The LZ experiment’s detector is made up of nested tanks of liquid xenon, each 1.5 meters high and 1.5 meters wide, buried under the Dakota. The idea is that a dark matter particle whizzing through space will eventually bounce off one of the xenon atoms, dropping electrons in a flash recorded by the experiment. The tank is buried about a mile below the Earth’s surface to minimize the amount of background noise. Today’s announcement comes after 60 days of live data collection which took place from December 25 to May 12.

“We are looking for very, very low energy recoils by the standards of particle physics. It’s a very, very rare process, if it’s visible at all,” Hugh Lippincott, a physicist at UC Santa Barbara and a member of the LZ team, said at a press conference today. “You can shoot a dark matter particle through 10 million light-years of lead and expect a single interaction at the end of that light-year.”

Dark matter is the catch-all term for the unknown matter that appears to make up about 27% of the universe. It almost never interacts with ordinary matter, hence its “darkness” to us. But we know it’s there because, although it’s never directly detected, it has gravitational effects that can be observed on a cosmic scale. (NASA breaks down the concept pretty well here.)

There are many candidates for dark matter. One is the WIMP, or Weakly Interacting Massive Particle. unlike others hypotheses of dark matter like axions or dark photons, which are so small and diffuse that they can behave more like waves, WIMPs would have mass but almost never interact with ordinary matter. So to detect them you need a device that pretty much cuts out all other physics going on.

LZ is super sensitive, making it ideal for spotting those fleeting, infrequent interactions. The experiment is 30 times larger and 100 times more sensitive than its predecessor, the Large Underground Xenon experiment, according to a Sanford underground research facility Release. LZ is “effectively an onion,” Lippincott said, with each layer of the experiment insulating against noise that could mask a potential WIMP interaction.

The LZ outdoor detector, which protects against unwanted signals.

The LZ outdoor detector, which protects against unwanted signals.
Photo: Matthew Kapust, Sanford Underground Research Facility

“The collaboration worked well to calibrate and understand the detector response,” said Aaron Manalaysay, a Berkeley lab physicist and member of the LZ team, in a Berkeley lab. Press release. “Given that we just activated it a few months ago and during the COVID restrictions, it’s impressive that we already have such significant results.”

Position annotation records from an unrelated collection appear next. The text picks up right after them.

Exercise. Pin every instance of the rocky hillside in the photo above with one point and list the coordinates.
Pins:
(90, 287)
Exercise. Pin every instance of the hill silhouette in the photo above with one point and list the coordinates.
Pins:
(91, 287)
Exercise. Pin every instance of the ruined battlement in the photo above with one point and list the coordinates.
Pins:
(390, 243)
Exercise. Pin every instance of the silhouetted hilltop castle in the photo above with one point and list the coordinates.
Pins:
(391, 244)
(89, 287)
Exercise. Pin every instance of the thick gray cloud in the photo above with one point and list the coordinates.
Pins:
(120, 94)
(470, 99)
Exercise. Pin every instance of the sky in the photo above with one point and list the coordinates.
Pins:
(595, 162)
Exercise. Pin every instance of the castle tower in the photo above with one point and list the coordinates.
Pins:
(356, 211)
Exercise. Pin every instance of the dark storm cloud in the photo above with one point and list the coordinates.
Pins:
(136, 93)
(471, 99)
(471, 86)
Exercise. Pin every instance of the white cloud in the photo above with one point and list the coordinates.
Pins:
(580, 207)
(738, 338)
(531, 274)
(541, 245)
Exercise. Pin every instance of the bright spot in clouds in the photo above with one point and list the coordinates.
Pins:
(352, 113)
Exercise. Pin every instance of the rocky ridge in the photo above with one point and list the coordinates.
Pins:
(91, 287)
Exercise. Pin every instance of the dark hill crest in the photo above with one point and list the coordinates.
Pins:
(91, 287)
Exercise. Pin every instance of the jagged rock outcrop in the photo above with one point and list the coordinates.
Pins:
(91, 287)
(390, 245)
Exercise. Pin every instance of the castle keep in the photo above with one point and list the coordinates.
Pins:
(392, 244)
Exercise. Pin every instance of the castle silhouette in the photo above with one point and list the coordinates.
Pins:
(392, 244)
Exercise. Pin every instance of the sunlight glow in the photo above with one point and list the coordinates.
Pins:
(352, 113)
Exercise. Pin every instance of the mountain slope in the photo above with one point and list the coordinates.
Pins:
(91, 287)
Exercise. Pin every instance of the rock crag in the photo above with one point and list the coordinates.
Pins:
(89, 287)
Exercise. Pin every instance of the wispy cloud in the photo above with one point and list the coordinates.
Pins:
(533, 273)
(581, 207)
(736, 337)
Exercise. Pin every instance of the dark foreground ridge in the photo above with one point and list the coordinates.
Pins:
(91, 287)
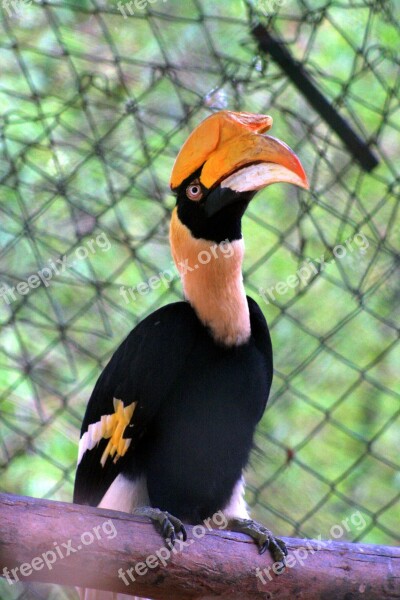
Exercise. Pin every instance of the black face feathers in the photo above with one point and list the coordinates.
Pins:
(217, 215)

Of the many detections made by the LZ experiment during its 60 days, 335 looked promising, but none turned out to be WIMPs. That doesn’t mean the WIMPs aren’t there, but it does eliminate a mass range of contention. (That’s the heart of what dark matter detectors do: bit by bit, they remove what’s massing the particles can not be.) Several physicists recently told Gizmodo that they think the next big discovery in particle physics will come from a dark matter detector like LZ.

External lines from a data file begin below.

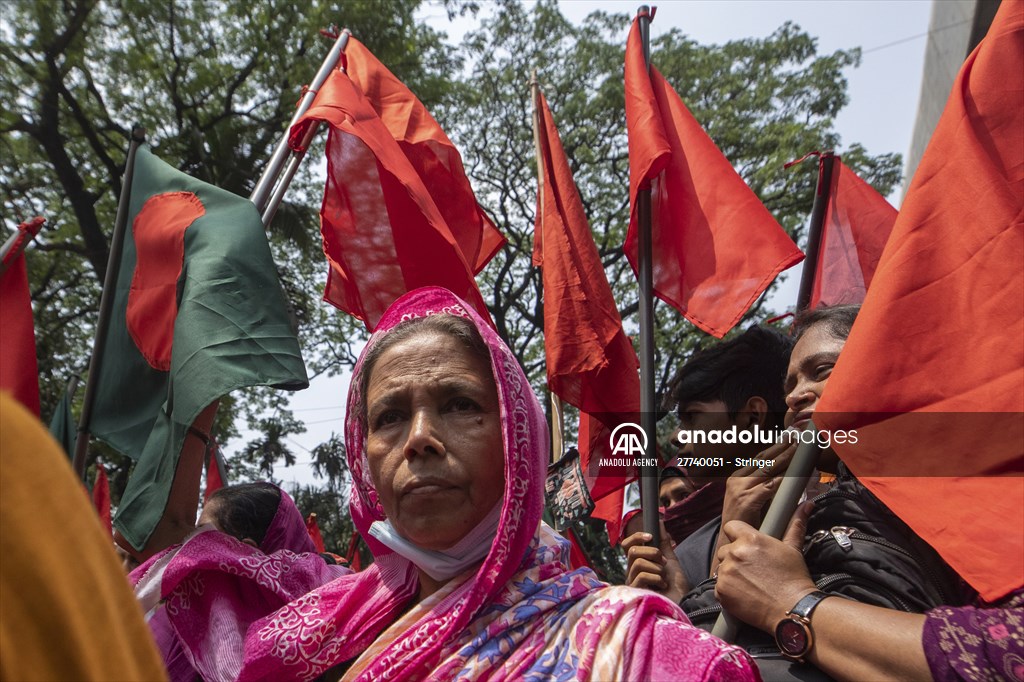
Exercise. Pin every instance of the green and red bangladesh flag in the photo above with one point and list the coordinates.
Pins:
(199, 312)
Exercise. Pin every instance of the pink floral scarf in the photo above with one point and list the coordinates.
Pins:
(520, 614)
(200, 596)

This scientific race launched what should be a 1,000-day calendar. The recent cycle was also opened, so the LZ team was able to monitor the behavior of the technology. Since it worked as expected, the next scientific campaign will see its results “salty”, or sprinkled with false signals, for reduce bias.

Twenty times more data will be collected in the years to come, so perhaps the wimps will finally have to face the music of their own existence. Then again, maybe they don’t exist at all. We won’t know until we look.

Plus: 10 years after the Higgs boson, what’s the next big thing for physics?